Use only the context below to answer the question.
context:
{context}
question:
{question}
Answer:
"""
)
Explanation
This controls how instructions are sent to Gemini.
Important Part
Use only the context below
This reduces hallucination.
Gemini will answer ONLY from retrieved text.

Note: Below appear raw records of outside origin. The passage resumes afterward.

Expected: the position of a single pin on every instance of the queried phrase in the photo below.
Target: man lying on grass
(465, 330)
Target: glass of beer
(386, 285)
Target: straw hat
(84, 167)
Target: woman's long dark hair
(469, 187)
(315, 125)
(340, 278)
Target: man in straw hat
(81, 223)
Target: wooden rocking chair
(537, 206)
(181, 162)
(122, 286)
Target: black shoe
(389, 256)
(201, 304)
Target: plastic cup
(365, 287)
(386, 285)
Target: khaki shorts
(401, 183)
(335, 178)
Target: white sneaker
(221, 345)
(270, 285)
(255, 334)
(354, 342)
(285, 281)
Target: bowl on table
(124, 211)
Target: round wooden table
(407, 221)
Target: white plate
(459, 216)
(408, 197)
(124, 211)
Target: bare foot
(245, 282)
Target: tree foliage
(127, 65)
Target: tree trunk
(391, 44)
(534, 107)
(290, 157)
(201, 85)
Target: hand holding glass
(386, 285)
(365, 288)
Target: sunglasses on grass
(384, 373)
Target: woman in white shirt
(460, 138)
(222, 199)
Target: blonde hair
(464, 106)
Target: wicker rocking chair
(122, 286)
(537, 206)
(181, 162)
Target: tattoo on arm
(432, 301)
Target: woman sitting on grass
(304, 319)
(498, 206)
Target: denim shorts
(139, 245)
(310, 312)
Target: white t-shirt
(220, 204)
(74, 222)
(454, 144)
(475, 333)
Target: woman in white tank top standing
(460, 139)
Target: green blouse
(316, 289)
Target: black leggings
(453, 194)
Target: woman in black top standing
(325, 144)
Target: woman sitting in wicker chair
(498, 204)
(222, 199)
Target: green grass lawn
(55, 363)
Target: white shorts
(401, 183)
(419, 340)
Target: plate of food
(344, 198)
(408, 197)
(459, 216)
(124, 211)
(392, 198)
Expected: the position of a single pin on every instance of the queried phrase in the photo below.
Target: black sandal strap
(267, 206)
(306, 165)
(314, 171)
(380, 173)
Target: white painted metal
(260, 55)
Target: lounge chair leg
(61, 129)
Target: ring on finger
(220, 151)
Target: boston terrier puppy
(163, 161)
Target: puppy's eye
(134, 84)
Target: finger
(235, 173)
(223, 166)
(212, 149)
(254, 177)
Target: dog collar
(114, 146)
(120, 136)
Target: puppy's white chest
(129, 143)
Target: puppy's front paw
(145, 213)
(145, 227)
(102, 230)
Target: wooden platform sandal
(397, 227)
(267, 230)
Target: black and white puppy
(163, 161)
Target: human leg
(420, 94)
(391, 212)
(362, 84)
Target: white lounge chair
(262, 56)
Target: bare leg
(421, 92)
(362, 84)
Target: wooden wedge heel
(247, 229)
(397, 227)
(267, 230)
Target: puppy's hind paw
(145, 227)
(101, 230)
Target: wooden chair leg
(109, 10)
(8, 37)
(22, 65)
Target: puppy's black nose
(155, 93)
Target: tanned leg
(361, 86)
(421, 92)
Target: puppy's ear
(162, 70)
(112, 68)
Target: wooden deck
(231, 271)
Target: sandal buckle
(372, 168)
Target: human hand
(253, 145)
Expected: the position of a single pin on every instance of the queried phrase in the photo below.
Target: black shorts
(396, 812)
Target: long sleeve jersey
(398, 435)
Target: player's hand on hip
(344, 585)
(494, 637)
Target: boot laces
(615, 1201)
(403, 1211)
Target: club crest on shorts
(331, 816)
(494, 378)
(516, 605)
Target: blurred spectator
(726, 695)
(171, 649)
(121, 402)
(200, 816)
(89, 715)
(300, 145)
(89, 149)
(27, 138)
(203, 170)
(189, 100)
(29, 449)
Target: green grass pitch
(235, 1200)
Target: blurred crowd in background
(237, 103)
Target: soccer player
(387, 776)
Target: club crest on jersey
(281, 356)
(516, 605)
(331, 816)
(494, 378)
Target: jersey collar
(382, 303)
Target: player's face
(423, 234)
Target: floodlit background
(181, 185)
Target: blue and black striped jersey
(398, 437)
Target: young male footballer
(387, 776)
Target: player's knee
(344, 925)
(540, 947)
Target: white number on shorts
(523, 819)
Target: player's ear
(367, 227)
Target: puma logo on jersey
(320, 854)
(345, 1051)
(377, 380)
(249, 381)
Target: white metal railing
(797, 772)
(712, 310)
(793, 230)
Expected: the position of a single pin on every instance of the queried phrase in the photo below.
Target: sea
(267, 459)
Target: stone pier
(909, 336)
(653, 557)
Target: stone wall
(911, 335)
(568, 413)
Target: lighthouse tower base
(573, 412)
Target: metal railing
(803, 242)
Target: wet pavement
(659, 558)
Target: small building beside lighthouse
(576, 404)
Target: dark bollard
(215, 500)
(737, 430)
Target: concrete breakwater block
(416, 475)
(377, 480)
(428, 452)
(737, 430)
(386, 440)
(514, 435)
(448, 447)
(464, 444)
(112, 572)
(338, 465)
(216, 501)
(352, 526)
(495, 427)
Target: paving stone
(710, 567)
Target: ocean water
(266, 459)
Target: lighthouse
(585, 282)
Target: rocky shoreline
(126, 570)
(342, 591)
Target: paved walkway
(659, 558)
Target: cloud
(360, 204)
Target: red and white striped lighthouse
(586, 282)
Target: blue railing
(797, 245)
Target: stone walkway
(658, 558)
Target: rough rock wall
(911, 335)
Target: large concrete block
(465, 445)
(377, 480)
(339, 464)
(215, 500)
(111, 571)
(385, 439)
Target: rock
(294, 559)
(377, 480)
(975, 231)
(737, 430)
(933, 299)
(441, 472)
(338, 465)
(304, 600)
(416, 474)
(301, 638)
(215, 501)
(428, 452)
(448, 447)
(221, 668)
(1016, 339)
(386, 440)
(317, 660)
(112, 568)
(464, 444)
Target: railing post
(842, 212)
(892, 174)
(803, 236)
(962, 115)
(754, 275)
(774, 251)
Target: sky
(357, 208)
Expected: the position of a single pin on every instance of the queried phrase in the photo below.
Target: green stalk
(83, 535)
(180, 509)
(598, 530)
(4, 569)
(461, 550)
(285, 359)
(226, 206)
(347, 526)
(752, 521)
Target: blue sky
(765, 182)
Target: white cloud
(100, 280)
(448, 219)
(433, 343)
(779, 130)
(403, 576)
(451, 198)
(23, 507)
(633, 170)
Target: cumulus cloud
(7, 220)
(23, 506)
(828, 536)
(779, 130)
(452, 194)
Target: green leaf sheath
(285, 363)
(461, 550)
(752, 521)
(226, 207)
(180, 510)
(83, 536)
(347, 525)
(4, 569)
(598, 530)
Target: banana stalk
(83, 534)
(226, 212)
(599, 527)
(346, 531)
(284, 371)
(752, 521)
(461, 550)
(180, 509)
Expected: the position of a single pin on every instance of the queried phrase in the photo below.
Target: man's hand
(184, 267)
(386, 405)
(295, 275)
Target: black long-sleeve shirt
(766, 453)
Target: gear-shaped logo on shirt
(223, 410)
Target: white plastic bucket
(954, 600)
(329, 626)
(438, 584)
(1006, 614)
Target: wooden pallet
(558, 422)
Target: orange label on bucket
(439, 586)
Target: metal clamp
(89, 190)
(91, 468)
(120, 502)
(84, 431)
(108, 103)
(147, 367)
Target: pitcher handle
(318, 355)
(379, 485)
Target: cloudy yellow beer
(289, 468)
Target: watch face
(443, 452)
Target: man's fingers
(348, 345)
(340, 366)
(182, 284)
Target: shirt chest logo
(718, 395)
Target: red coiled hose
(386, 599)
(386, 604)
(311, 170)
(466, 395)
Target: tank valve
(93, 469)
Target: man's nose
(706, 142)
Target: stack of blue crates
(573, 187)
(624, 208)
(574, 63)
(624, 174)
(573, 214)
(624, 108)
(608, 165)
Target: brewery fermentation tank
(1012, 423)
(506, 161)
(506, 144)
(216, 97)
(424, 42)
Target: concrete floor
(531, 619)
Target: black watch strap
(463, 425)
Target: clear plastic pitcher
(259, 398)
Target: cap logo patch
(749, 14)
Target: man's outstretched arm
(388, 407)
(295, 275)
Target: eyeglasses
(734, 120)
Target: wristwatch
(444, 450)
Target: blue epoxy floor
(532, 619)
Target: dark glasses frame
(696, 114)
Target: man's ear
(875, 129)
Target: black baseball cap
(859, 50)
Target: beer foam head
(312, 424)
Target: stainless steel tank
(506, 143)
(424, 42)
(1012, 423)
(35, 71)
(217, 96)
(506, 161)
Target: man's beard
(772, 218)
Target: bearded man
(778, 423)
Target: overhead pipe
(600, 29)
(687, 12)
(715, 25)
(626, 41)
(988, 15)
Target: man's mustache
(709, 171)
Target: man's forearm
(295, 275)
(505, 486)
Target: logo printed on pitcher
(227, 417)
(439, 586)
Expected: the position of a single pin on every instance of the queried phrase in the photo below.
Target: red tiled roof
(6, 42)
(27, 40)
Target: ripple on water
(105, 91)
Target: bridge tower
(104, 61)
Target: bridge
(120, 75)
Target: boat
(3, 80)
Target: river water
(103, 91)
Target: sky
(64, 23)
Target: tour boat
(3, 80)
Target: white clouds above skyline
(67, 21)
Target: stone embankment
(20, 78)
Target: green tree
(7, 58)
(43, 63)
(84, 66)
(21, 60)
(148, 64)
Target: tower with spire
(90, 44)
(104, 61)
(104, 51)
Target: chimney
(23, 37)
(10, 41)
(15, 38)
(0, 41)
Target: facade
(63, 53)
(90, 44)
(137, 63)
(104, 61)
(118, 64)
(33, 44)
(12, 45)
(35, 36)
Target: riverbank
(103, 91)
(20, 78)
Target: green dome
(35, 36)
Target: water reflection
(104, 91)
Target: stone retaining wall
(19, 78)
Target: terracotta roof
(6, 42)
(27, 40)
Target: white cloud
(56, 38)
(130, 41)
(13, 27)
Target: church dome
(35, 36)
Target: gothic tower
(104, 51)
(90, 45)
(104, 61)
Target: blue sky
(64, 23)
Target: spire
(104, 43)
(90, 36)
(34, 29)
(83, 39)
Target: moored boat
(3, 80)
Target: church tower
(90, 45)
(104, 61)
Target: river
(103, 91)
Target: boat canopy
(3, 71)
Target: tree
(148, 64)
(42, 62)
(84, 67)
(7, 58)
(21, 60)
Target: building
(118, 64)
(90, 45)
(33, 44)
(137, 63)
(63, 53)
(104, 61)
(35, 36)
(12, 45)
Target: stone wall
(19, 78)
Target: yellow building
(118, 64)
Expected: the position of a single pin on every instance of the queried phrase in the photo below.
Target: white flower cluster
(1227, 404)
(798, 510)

12. Initializing Gemini Model
llm = ChatGoogleGenerativeAI(
model = "gemini-2.5-flash"
)
Explanation
This initializes Google's Gemini Flash model.
Why Gemini Flash?
fast
lightweight
cheaper
good for RAG systems
13. Creating Main RAG Function
def rag_answer(query):
r_docs = retriver.invoke(query)
context = format_docs(r_docs)
full_prompt = prompt.format(
context=context,
question=query
)
response = llm.invoke(full_prompt)
return response.content
Step-by-Step Flow
Step 1
retriver.invoke(query)
Searches relevant chunks.
Step 2
format_docs(r_docs)
Formats retrieved context.
Step 3
prompt.format()
Creates final prompt.
Step 4
llm.invoke()
Sends prompt to Gemini.
Step 5
Returns generated answer.
14. Asking Question
query = "What is python used for ?"
answer = rag_answer(query)
Explanation
The user asks a question.
RAG system processes it and generates response.
15. Printing Output
print("question :", query)
print("\n")
print("answer", answer)
Explanation
Displays:
question
generated answer
16. Final Output
Question:
What is python used for?
Answer:
Python is used for development, and its libraries help with a wide range of tasks, making development easier.
How RAG Works Internally
User Query
↓
Embedding Generated
↓
FAISS Similarity Search
↓
Relevant Chunks Retrieved
↓
Context Added to Prompt
↓
Gemini Generates Answer
Advantages of RAG
| Advantage | Description |
|---|---|
| Reduces hallucination | Uses actual context |
| Supports private data | Can use custom documents |
| Real-time knowledge | New docs can be added |
| Faster than fine-tuning | No retraining needed |
| Scalable | Works with huge datasets |
Real-World Applications
RAG is used in:
ChatGPT-style chatbots
AI search engines
company knowledge assistants
PDF question-answering systems
customer support bots
legal document assistants
medical AI systems
Common Improvements
You can improve this project by adding:
| Upgrade | Benefit |
|---|---|
| PDF Upload | Read PDFs |
| Streamlit UI | Web interface |
| Chat History | Memory |
| Better Embeddings | More accurate search |
| Pinecone/ChromaDB | Cloud vector DB |
| Multi-document support | Multiple files |
| OCR | Read images |
Final Understanding
This project demonstrates:
Generative AI
Semantic Search
Vector Databases
LLM Prompt Engineering
Embeddings
Retrieval Systems
which are core technologies behind modern AI systems like:
ChatGPT
Perplexity AI
GitHub Copilot
AI Search Engines
It is actually a very strong GenAI project for portfolio and interviews.